きんとさんのお気楽ゴクラクのーと

K.水谷


緑陰の町


7月 10日 (土) 今年は空梅雨〜

家で仕事をしているもので、週に一、二度の外出時以外はほとんど外へ出ない。買い物も歩いて3分程の所にスーパーがあるし、それじゃ歩いたことにならない。ので、たまに付近を散歩する。歩いて十分ほどの所に公団の大規模団地があり、その周辺に公園や緑地帯もあるので散歩にはうってつけだ。
この公団の団地は昭和30年代に造られた古いもので、4階建ての低層住宅と2階建てのテラスハウス(今風に言うと?)からなっている。建ってから40年以上経っているので、周囲に植えられた木々も大きく育ち、植栽も立派で、団地は緑に埋もれている。無機質なコンクリートの建物もそれだけの年を経ると、趣のある外観に見えるから不思議だ。
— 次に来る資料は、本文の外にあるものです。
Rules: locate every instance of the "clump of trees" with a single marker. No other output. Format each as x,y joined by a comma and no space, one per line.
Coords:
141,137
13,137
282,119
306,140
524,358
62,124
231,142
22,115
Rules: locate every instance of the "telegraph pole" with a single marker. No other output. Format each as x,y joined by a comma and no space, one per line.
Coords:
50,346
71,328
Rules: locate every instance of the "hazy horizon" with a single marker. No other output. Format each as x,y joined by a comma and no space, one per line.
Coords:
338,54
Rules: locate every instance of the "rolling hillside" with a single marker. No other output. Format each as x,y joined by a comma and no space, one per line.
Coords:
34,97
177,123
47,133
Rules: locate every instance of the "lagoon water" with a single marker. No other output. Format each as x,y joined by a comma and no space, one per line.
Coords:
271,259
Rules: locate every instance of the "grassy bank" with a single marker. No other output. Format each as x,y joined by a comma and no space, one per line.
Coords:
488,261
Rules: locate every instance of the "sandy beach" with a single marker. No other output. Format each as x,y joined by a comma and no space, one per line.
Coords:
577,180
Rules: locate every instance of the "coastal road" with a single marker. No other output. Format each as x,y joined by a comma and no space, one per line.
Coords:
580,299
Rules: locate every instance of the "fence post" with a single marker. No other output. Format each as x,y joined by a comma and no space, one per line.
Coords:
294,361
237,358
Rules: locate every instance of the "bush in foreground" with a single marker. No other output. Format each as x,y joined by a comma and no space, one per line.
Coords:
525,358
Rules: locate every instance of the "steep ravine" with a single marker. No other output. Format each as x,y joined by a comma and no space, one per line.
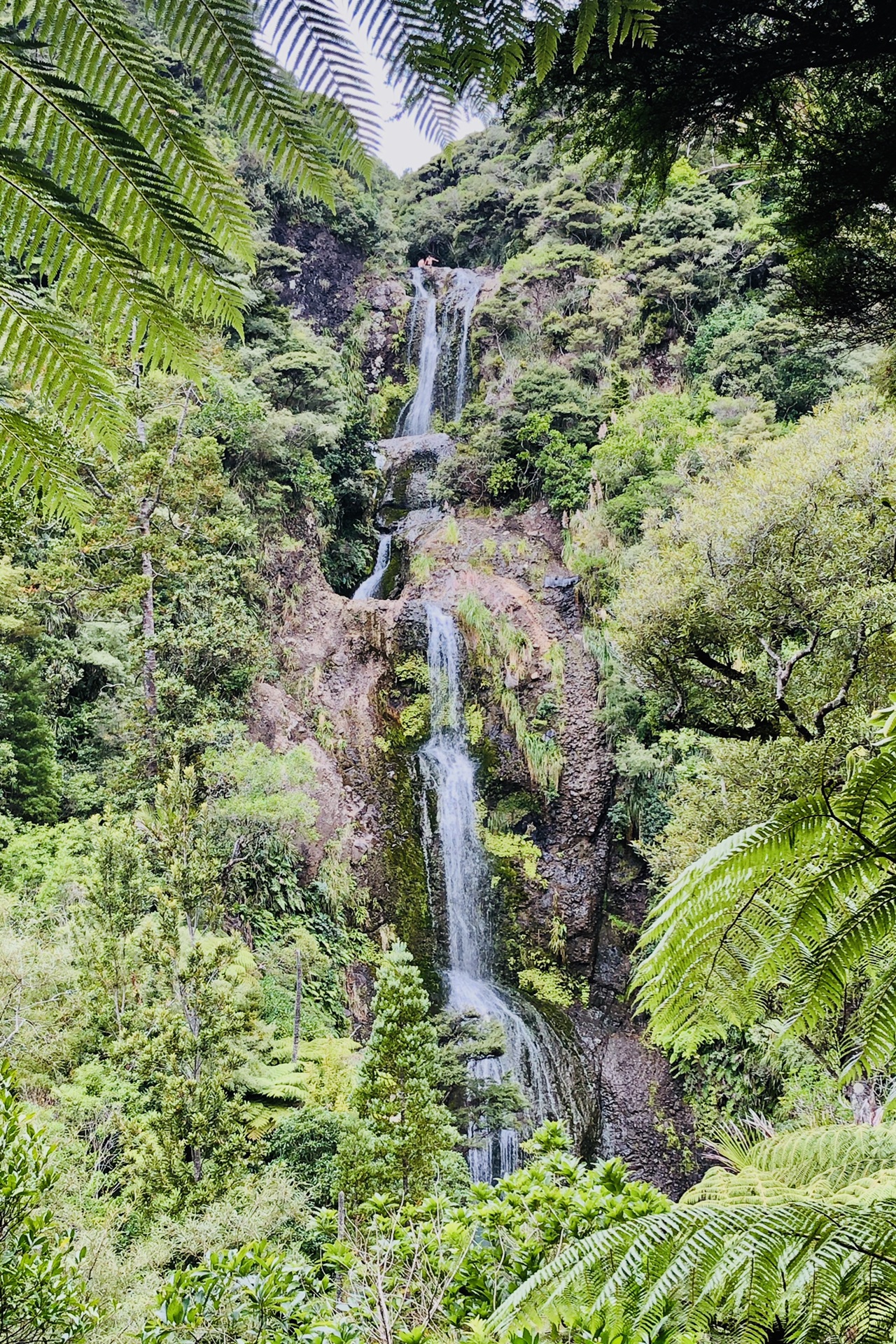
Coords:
337,668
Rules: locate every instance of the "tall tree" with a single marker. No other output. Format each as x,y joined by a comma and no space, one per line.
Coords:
398,1091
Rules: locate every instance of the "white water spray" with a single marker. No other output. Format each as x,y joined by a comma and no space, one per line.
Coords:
450,773
441,344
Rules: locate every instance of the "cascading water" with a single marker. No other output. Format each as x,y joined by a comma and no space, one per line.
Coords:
532,1050
441,343
372,584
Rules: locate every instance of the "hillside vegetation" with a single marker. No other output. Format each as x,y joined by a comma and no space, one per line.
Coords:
232,1107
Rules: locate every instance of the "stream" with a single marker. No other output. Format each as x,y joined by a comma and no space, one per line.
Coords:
458,872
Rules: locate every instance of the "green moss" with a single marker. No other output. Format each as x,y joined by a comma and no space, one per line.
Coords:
415,720
405,869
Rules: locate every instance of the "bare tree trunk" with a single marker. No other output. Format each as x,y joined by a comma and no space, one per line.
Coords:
150,698
298,1015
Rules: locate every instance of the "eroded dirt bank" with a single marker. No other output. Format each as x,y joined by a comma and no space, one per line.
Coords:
344,692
車の多い表通りから一歩団地内に入るとホッとした気持ちになる。
そんなワタクシ的オアシスの団地も老朽化ということで建て替えが進んでいる。団地の建て替えはお金がかかるので、新しい建物は高層住宅になっている。新しい住人を入れてお金を補充するわけだ。しかし、まだ立ち退きが済んでない地区は古い建物が残っていて、ごちゃ混ぜの状態である。新しい地区は建物もきれいだし、まわりもきれいに整備されている。だが町並みを見ていると何かが足りない気がする。そう、緑が足りないのだ。新しく植えた木はまだまだ貧弱、前からある木も残してあるけれど、高い建物が木々を圧倒している。
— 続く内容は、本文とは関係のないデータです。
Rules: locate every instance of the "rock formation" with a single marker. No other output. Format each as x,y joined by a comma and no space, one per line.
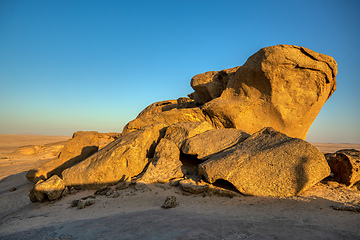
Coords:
283,87
243,126
81,146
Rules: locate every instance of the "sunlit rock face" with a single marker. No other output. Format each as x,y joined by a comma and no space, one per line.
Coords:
243,125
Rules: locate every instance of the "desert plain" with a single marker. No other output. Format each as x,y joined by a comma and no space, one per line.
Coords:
137,214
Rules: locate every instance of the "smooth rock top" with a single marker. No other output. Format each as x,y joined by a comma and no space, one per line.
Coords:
268,163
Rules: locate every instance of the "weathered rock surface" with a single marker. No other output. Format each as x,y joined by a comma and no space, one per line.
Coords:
50,189
168,117
158,107
191,186
170,202
124,158
282,86
210,85
268,163
212,141
81,146
166,164
345,166
50,149
179,132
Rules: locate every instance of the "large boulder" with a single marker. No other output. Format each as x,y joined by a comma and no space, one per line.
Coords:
50,189
81,146
282,86
345,165
179,132
168,117
166,164
215,140
211,84
124,158
268,163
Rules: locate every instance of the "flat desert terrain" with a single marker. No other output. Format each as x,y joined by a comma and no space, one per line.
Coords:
136,212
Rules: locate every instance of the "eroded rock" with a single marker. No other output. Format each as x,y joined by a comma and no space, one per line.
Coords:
212,141
81,146
191,186
282,86
179,132
50,189
168,117
345,166
126,157
170,202
210,85
166,164
268,163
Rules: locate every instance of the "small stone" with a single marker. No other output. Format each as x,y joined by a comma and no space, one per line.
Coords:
170,202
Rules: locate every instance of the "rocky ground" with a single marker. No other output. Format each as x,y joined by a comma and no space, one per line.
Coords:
327,211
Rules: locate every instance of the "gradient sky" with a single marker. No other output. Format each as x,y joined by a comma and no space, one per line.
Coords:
94,65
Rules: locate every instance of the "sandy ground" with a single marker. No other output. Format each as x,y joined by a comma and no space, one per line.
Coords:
137,213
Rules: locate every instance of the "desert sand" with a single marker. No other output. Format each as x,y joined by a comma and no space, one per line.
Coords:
137,214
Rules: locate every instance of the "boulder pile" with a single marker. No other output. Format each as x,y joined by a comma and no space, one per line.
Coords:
244,126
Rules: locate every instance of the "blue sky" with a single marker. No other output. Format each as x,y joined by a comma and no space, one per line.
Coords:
94,65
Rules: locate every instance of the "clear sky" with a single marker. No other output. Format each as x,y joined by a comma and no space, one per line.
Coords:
94,65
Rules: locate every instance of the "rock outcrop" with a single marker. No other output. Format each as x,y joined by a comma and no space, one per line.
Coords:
167,117
81,146
268,163
210,85
50,189
345,165
166,164
179,132
215,140
242,126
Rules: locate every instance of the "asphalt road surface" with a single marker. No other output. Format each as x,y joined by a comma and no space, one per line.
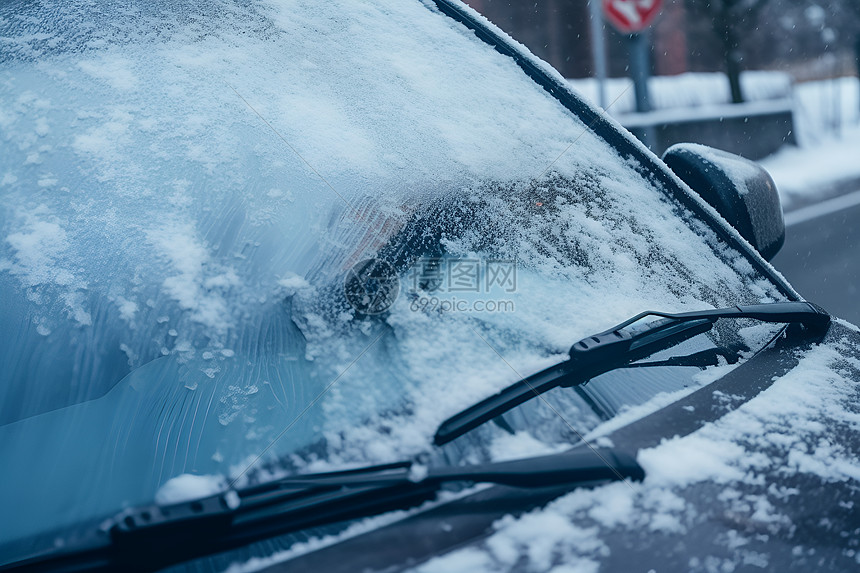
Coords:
821,256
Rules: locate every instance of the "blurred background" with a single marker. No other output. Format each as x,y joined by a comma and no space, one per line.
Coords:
772,80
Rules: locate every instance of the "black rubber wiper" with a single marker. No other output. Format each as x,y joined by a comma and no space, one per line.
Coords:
153,537
617,348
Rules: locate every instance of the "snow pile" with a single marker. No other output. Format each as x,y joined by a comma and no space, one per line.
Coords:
827,118
187,487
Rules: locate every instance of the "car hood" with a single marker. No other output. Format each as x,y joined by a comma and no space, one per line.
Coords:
757,470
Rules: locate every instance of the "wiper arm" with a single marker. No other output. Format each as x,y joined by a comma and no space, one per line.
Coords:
616,348
153,537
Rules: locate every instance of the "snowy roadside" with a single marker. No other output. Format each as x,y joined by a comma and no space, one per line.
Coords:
826,161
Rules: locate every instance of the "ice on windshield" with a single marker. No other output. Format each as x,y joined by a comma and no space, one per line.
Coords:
183,188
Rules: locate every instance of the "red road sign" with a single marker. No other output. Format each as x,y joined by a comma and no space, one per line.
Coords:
631,16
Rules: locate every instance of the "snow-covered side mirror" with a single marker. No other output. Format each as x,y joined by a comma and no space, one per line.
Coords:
739,189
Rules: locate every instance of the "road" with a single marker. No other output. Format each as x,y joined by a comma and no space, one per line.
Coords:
821,256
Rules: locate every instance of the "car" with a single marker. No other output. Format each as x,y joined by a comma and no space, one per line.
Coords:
365,286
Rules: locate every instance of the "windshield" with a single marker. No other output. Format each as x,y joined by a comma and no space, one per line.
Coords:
185,189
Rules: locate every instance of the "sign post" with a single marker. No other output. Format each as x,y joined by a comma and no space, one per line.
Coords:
633,17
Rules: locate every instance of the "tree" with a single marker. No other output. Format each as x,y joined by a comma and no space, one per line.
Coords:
730,20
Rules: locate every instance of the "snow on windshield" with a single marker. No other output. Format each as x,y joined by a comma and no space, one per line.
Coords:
183,187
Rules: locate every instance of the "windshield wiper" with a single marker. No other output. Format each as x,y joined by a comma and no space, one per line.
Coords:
619,347
152,537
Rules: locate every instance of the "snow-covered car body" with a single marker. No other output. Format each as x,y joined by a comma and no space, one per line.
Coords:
227,179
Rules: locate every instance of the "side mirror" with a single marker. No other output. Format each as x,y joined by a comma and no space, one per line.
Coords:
739,189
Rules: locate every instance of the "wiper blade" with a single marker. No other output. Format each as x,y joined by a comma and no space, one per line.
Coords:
152,537
617,347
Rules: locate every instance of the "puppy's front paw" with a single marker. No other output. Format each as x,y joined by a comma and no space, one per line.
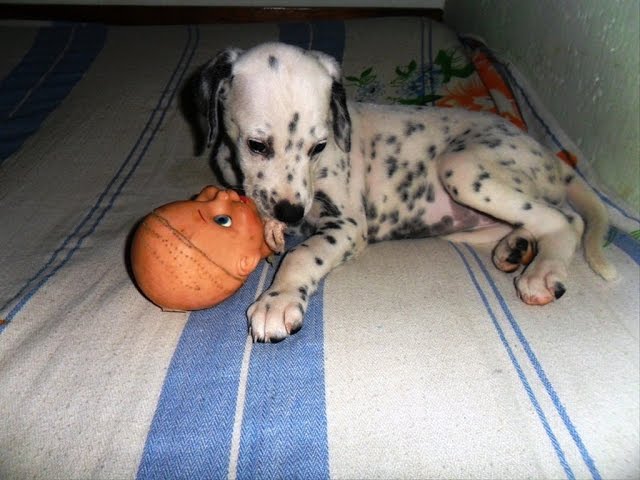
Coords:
274,235
276,315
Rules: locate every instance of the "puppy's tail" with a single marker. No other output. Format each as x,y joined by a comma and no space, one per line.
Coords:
589,206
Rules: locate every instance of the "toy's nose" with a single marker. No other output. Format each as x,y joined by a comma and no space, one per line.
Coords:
229,195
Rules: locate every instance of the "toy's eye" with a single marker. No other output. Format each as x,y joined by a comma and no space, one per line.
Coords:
317,148
223,220
256,146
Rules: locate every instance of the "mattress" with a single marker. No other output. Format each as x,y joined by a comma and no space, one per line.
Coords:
416,359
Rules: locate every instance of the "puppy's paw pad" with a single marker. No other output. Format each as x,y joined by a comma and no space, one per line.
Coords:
276,315
517,248
540,290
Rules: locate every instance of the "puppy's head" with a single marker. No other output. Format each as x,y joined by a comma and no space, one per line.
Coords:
283,108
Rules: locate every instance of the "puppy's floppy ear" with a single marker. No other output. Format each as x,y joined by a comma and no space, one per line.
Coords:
212,79
340,113
341,118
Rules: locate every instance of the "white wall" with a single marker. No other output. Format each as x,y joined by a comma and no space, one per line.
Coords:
583,58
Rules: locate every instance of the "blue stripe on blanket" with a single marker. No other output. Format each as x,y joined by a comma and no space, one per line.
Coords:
284,432
229,407
59,57
72,243
516,364
537,366
190,436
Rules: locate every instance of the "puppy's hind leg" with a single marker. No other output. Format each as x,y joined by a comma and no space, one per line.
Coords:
556,234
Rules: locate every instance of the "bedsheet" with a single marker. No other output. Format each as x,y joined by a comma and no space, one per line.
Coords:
416,359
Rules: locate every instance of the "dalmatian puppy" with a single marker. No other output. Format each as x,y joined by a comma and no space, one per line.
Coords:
348,174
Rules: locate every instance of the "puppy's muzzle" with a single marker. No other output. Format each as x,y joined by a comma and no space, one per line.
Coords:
288,213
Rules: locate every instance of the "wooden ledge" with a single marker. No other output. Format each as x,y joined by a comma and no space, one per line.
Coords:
179,15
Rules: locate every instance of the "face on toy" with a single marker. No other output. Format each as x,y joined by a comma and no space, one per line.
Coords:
193,254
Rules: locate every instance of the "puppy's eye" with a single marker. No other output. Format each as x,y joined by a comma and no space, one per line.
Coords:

圧倒的に緑の方が多い旧団地の地区から新団地地区に入ると、気分的にげんなりする。人工的な町並みに癒しはない。道路を挟んで新旧の建物が並んでいる地区に来ると、はっきりわかる。緑に埋もれた旧地区の側を歩きたくなるのだ。植物の緑というものは本当に癒し効果があるのだと実感する。見た目だけでなく、夏の暑い時は温度も二、三度違うという。木陰の涼しさはクーラーとは違って優しくて心地よい。
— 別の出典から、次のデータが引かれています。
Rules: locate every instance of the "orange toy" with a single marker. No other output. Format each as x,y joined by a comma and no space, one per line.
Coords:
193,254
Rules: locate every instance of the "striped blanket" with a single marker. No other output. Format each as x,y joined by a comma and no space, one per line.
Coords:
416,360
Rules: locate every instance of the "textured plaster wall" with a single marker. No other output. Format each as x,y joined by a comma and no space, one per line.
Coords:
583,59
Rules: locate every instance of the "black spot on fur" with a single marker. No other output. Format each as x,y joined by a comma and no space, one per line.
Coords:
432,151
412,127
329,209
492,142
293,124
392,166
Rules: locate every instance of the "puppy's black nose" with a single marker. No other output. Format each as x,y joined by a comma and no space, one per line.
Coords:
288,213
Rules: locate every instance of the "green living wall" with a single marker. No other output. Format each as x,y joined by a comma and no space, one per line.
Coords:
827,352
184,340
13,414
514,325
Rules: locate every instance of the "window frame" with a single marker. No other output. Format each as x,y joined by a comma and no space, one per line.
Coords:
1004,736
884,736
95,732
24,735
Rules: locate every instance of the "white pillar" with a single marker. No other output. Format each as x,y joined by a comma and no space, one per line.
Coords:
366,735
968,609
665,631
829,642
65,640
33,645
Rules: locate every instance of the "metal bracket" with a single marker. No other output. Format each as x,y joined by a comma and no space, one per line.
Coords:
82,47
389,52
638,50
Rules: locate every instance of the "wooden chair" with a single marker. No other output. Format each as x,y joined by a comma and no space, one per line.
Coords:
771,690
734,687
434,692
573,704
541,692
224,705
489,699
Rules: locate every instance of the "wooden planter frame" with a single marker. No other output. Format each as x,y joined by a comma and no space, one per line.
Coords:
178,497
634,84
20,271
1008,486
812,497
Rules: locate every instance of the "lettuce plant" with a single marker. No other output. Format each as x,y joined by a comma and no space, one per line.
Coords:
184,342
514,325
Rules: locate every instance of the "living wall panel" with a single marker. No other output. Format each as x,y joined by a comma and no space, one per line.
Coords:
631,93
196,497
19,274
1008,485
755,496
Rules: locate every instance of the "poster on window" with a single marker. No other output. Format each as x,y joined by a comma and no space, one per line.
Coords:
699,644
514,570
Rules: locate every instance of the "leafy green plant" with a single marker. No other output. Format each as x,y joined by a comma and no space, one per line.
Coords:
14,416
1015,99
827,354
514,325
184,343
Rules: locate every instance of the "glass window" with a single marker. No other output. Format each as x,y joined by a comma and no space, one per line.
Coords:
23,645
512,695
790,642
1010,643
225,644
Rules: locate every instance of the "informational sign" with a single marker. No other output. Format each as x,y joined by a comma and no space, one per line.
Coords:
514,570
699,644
おそらくこの旧団地も建った当初は無機質で人工的な町だったのだろう。それでもたっぷりと取った緑地帯と並木のおかけで、こんな素敵な緑陰の町に育った。新しい団地も年を経ればそれなりに落ち着いて良い町並みになるのかもしれない。でもここまで緑に囲まれた環境にはもうならないだろう。
今はもう失われようとしている緑したたる団地の中を歩きながら、人間にとって本当に大事なものはなにか、なんてことを思わず考えてしまう。私の散歩もやがて寂しいものになってしまうのだろう。